Statistical analyses were conducted using R software (version 4.0.2; R Foundation for Statistical Computing, Vienna, Austria). Spirometry values were converted to Z-scores using reference values from the Global Lung Function Initiative 2012 using the “Rspiro” R package. Logistic regression analysis was performed using the “stats” R package. Survival analysis for Kaplan–Meier curves was performed using the “survival” and “survminer” R packages. ROC analysis was performed using the “ROCR” and “pROC” R packages.
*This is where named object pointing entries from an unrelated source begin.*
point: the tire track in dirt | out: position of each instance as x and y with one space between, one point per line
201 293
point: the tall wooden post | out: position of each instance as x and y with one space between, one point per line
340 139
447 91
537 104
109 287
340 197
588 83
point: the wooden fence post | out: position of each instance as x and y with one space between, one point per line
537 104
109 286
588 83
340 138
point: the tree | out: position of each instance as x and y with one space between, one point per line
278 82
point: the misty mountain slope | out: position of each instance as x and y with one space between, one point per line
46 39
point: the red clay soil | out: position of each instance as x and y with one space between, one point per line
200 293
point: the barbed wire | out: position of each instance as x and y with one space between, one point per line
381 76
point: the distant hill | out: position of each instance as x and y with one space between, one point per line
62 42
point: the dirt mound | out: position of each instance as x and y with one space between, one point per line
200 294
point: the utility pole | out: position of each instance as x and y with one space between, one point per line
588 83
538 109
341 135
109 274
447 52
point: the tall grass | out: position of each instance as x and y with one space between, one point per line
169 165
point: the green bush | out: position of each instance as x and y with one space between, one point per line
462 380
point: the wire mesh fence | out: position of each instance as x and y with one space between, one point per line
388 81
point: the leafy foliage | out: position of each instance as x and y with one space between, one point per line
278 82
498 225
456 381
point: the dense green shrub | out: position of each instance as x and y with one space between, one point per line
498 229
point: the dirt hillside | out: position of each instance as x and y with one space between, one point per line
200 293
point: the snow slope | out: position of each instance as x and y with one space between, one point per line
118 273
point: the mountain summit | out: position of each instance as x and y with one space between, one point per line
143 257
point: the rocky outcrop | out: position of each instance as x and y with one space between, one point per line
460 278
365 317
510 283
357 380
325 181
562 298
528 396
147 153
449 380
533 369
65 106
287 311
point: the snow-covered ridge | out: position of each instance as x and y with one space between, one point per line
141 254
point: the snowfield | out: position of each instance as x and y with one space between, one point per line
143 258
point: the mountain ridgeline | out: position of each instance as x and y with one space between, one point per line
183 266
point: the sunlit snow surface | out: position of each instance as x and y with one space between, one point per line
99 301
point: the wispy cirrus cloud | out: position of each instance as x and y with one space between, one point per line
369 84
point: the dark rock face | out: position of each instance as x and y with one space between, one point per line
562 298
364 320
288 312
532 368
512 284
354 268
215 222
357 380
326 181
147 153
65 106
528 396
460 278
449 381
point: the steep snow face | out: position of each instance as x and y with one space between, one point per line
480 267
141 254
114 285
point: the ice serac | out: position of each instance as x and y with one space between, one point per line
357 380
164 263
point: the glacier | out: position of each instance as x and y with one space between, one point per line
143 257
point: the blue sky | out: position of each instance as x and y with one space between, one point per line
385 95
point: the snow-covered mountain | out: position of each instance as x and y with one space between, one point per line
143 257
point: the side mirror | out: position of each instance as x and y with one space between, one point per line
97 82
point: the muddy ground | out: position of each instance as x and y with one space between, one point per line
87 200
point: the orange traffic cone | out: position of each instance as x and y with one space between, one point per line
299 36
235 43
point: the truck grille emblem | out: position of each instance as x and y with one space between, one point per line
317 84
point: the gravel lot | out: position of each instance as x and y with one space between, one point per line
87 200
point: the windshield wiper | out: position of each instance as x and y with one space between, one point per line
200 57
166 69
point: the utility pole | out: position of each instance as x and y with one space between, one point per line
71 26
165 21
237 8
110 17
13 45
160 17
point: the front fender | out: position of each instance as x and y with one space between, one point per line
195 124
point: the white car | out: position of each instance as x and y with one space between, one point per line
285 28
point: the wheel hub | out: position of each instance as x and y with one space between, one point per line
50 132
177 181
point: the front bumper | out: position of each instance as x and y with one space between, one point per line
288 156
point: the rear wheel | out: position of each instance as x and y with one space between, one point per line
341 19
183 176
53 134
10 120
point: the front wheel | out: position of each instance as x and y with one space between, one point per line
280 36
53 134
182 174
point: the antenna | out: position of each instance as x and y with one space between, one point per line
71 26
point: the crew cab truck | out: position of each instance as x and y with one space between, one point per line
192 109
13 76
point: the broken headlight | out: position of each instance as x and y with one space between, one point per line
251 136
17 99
The nomogram for the prediction model was drawn using “rms” R package.

3. Results

3.1. Clinical and Radiological Characteristics

Based on next-generation sequencing (NGS) analysis, 11 of the 31 (36.7%) enrolled patients were diagnosed with BHD according to the presence of FLCN gene mutations. The patients in the BHD group (mean age: 42.2 years) were significantly younger than those in the non-BHD group (mean age: 52.5 years, mean difference [MD] [95% confidence interval], 10.3 [0.9–19.7] years, p = 0.040;

Table 1. Clinical and radiologic characteristics of subjects enrolled in this study.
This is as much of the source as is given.